Do SSL Models Have Déjà Vu? A Case of Unintended Memorization in Self-supervised Learning

Part of Advances in Neural Information Processing Systems 36 (NeurIPS 2023) Main Conference Track

Bibtex Paper

Authors

Casey Meehan, Florian Bordes, Pascal Vincent, Kamalika Chaudhuri, Chuan Guo

Abstract

Self-supervised learning (SSL) algorithms can produce useful image representations by learning to associate different parts of natural images with one another. However, when taken to the extreme, SSL models can unintendedly memorize specific parts in individual training samples rather than learning semantically meaningful associations. In this work, we perform a systematic study of the unintended memorization of image-specific information in SSL models -- which we refer to as déjà vu memorization.

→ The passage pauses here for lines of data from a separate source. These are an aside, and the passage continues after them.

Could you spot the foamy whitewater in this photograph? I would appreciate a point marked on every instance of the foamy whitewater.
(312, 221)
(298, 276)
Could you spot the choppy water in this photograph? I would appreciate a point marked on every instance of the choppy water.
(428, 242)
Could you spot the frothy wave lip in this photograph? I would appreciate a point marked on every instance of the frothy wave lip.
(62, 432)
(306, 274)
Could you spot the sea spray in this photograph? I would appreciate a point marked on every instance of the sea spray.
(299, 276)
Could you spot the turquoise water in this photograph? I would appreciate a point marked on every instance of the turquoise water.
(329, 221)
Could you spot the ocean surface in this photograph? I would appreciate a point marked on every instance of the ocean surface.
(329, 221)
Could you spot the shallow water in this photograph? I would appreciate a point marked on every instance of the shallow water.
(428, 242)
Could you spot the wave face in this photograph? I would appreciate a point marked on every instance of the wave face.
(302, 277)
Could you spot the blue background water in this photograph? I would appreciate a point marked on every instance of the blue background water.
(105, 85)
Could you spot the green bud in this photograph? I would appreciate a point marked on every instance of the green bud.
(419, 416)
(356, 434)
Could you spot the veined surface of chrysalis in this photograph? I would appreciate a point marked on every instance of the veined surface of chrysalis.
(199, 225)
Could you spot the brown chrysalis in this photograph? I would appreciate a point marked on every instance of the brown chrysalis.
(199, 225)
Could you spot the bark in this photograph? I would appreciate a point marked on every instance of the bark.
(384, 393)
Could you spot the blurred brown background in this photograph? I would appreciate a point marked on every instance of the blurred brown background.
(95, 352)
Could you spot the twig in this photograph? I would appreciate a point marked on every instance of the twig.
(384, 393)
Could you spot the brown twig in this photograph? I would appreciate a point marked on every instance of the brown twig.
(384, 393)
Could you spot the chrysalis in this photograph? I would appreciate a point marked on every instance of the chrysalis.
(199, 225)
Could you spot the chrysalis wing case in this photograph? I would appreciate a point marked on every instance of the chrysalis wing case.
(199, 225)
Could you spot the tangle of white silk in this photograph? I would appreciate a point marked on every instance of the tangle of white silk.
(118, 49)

Concretely, we show that given the trained model and a crop of a training image containing only the background (e.g., water, sky, grass), it is possible to infer the foreground object with high accuracy or even visually reconstruct it. Furthermore, we show that déjà vu memorization is common to different SSL algorithms, is exacerbated by certain design choices, and cannot be detected by conventional techniques for evaluating representation quality. Our study of déjà vu memorization reveals previously unknown privacy risks in SSL models, as well as suggests potential practical mitigation strategies.